[![Open In Colab](https://colab.research.google.com/assets/colab-badge.svg)](https://colab.research.google.com/github/Hawksight-AI/semantica/blob/main/cookbook/advanced/Advanced_Vector_Store_and_Search.ipynb)

# Advanced Vector Store - Made Easy

## What You'll Learn

This notebook shows you **practical ways** to use vector stores in real applications. Each example is simple and ready to use.

### Topics

1. **Choosing the Right Index** - Which one to use and when
2. **Smart Filtering** - Find exactly what you need
3. **Combining Results** - Merge searches from different sources
4. **Organizing Data** - Keep different users' data separate

---

In [8]:
!pip install semantica









## Part 0: Setup Embeddings

First, let's select our embedding provider and model. Semantica supports multiple providers like Sentence Transformers and FastEmbed.


In [9]:
from semantica.embeddings import TextEmbedder

# Choose provider and model
embedder = TextEmbedder(method="fastembed", model_name="BAAI/bge-small-en-v1.5")
dimension = embedder.get_embedding_dimension()

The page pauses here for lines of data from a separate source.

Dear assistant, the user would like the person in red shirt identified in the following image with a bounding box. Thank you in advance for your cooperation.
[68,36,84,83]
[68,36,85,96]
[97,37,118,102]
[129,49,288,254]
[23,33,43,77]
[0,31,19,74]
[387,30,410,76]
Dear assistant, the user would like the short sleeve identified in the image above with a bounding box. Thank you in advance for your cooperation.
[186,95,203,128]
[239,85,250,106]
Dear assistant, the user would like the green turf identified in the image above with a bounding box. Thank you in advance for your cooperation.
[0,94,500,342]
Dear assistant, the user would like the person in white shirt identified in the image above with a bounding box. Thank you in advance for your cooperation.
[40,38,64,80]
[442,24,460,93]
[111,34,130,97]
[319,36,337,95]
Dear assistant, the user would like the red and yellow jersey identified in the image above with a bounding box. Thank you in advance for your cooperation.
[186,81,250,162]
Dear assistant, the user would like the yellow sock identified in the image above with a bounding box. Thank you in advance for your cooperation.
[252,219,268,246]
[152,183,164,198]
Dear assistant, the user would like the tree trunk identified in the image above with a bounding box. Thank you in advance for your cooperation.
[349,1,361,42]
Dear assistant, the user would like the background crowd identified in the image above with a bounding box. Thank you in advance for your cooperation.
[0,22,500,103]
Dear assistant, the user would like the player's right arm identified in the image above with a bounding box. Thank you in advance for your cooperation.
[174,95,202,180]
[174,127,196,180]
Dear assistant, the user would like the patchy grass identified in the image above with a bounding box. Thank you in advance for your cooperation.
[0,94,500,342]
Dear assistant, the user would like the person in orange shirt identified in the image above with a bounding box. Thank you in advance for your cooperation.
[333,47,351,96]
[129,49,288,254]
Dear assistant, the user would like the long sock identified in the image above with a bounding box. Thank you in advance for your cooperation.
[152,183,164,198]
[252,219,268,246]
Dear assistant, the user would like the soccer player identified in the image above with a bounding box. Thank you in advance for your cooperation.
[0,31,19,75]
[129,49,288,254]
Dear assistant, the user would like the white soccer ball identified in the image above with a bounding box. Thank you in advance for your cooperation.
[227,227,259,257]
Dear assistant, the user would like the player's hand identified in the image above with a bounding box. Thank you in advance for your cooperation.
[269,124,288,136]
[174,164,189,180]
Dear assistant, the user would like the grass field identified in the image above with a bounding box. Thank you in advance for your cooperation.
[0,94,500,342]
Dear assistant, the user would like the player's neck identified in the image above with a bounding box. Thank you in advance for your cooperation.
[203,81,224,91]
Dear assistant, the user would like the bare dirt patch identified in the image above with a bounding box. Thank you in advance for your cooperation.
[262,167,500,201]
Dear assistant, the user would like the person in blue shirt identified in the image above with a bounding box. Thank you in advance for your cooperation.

print(f"Selected model: {embedder.get_model_info()['model_name']}")
print(f"Embedding dimension: {dimension}")


fastembed not available. Install with: pip install fastembed. Using fallback embedding method.

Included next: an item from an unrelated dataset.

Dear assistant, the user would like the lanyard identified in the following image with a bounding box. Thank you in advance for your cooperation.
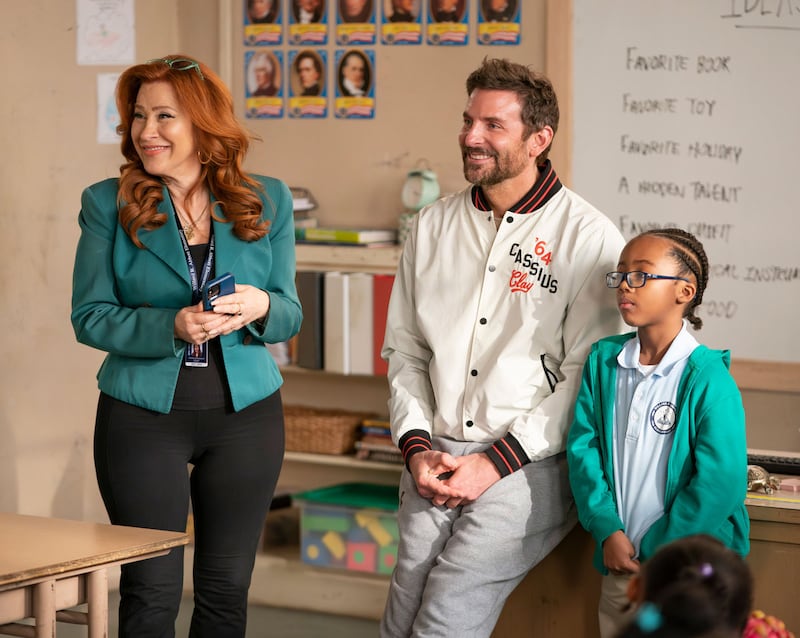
[173,205,214,304]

Selected model: BAAI/bge-small-en-v1.5
Embedding dimension: 128


## Part 1: Choosing the Right Index

Think of an index like choosing a filing system:
- **Flat**: Like a small notebook - slow but perfect
- **HNSW**: Like a well-organized library - fast and accurate
- **IVF**: Like a warehouse with sections - very fast for huge collections

### Simple Rule
- Less than 10,000 items? Use **Flat**
- Between 10,000 and 1 million? Use **HNSW** ✅ (recommended)
- More than 1 million? Use **IVF**

In [10]:
from semantica.vector_store import FAISSStore
import numpy as np

# Create some example vectors (like document embeddings)
vectors = np.random.rand(5000, 768).astype('float32')
query = np.random.rand(768).astype('float32')

adapter = FAISSStore(dimension=768)

# HNSW Index - Best for most cases
index = adapter.create_index(index_type="hnsw", metric="L2", m=16)
adapter.add_vectors(vectors, ids=[f"doc_{i}" for i in range(len(vectors))])

# Search for similar vectors
results = adapter.search_similar(query, k=5)

print("Found 5 most similar documents:")
for i, result in enumerate(results, 1):
    print(f"  {i}. Document {result['id']} (distance: {result['distance']:.3f})")

  del self._target, self._args, self._kwargs
  del self._target, self._args, self._kwargs
  del self._target, self._args, self._kwargs


Found 5 most similar documents:
  1. Document doc_1935 (distance: 110.917)
  2. Document doc_3860 (distance: 111.535)
  3. Document doc_277 (distance: 113.270)
  4. Document doc_1903 (distance: 113.371)
  5. Document doc_2959 (distance: 113.612)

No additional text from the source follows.